Investors will focus less on previous results and more on what companies have to say about their prospects for the rest of the year and next year, says Michael Sheldon, CEO and chief investment officer of RDM Financial Group. This idea of readjusting expectations should be a key issue, as some sectors of the financial markets indicate a consensus on “a fairly resilient economy next year”. But Hodge says that may be too optimistic. Hodge is paying more attention to key growth indicators, especially to two reports that the Supply Management Institute (ISM) will present in the first week of October.

The institute's manufacturing PMI and services PMI reports will provide valuable information. While “concrete” data, including weekly unemployment claims report on how many Americans receive unemployment benefits still point to a strong economy, Hodge wants to identify any signs of weakness in key indicators and slowdown in real estate activity is an important example. Even with S&P 500 in a bear market, Hodge's concern is that a major slowdown in pace of economic growth has not yet been fully discounted in stocks and there will be more volatility as that happens.

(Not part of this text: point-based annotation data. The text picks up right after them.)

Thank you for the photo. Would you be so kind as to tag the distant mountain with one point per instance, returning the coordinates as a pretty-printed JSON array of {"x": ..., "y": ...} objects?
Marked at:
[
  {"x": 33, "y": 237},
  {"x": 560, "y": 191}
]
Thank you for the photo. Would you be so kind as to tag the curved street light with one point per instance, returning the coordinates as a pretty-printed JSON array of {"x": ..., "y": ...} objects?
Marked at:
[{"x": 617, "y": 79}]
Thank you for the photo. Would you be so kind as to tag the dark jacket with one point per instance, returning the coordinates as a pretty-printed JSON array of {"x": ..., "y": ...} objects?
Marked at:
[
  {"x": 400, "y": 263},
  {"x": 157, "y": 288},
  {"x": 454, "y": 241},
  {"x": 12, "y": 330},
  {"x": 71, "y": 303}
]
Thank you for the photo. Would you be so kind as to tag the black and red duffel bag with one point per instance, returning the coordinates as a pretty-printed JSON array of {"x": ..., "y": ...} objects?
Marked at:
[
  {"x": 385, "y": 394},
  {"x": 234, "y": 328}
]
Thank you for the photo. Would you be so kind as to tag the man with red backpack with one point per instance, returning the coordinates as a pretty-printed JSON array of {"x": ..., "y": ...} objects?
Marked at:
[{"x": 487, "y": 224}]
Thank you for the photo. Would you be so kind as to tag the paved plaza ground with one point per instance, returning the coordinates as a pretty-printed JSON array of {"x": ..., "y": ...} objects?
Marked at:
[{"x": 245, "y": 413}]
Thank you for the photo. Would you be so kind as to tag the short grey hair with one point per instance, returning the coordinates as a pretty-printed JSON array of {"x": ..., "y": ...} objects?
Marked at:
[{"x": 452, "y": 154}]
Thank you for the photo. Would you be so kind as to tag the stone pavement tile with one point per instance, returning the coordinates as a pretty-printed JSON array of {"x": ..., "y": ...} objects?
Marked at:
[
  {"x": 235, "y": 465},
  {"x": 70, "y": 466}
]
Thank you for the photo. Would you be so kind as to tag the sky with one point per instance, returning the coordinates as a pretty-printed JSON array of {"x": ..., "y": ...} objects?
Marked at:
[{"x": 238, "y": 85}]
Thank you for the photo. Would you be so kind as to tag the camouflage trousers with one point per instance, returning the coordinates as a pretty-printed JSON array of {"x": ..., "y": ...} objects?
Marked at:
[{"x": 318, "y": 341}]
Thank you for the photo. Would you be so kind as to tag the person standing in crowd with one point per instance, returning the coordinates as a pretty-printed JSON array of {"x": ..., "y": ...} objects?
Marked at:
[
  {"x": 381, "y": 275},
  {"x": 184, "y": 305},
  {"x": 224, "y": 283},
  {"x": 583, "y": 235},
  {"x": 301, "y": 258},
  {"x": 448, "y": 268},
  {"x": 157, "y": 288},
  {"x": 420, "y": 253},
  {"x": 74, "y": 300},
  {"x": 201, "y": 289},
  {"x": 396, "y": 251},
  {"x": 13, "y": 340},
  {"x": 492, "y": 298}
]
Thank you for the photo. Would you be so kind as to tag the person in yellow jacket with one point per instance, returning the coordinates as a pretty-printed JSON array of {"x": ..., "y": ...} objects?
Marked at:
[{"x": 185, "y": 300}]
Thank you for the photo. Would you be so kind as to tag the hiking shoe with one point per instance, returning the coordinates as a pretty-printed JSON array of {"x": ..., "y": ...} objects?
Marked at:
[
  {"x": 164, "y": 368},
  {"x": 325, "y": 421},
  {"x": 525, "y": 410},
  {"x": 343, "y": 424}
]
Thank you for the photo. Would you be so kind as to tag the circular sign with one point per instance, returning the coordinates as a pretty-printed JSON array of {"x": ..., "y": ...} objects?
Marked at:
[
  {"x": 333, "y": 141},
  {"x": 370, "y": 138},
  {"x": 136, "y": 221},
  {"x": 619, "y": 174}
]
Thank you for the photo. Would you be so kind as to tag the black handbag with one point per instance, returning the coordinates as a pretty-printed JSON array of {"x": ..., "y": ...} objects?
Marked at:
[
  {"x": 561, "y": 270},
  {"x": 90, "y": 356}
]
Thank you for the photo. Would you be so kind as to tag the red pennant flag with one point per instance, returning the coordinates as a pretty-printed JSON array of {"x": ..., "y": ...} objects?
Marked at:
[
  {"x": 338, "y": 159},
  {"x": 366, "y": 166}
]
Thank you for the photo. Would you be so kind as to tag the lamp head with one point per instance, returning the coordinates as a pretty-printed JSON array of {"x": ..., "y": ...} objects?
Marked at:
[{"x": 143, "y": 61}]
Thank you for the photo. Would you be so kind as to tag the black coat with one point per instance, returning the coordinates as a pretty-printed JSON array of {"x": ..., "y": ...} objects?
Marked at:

Investors seeking relief from volatility this year will have to wait until Federal Reserve moves away from its aggressive rate-raising strategy and midterm elections are over.

However until then market will continue to be a challenge for investors and diversifying portfolio beyond stocks and bonds into those assets that act as hedges is recommended by Schassler. It advises that investors could consider dedicating 10-15% of their portfolio to “real assets” including commodities and natural resource stocks but any changes should not come at expense of long-term investment strategy. One can argue in favor of bonds as inflation will eventually decline and pace of economic growth is likely to slow as expected according to Hodge's advice. The stock market had a winning week as investors considered possibility of Federal Reserve slowing down due to sharp interest rate hikes and took news very seriously even amid recent reports of persistent inflation affecting consumer prices on all kinds of things from car repairs to visits to vet and costs of goods and services overall.

The S&P 500, Dow Jones Industrial Average and Nasdaq Composite had rare weekly gains in an ongoing bear market which is also in middle of earnings season right now with companies reporting positive results especially in banking and technology industries but social media stocks warned about lower than expected advertising revenues causing their stock prices fall in news.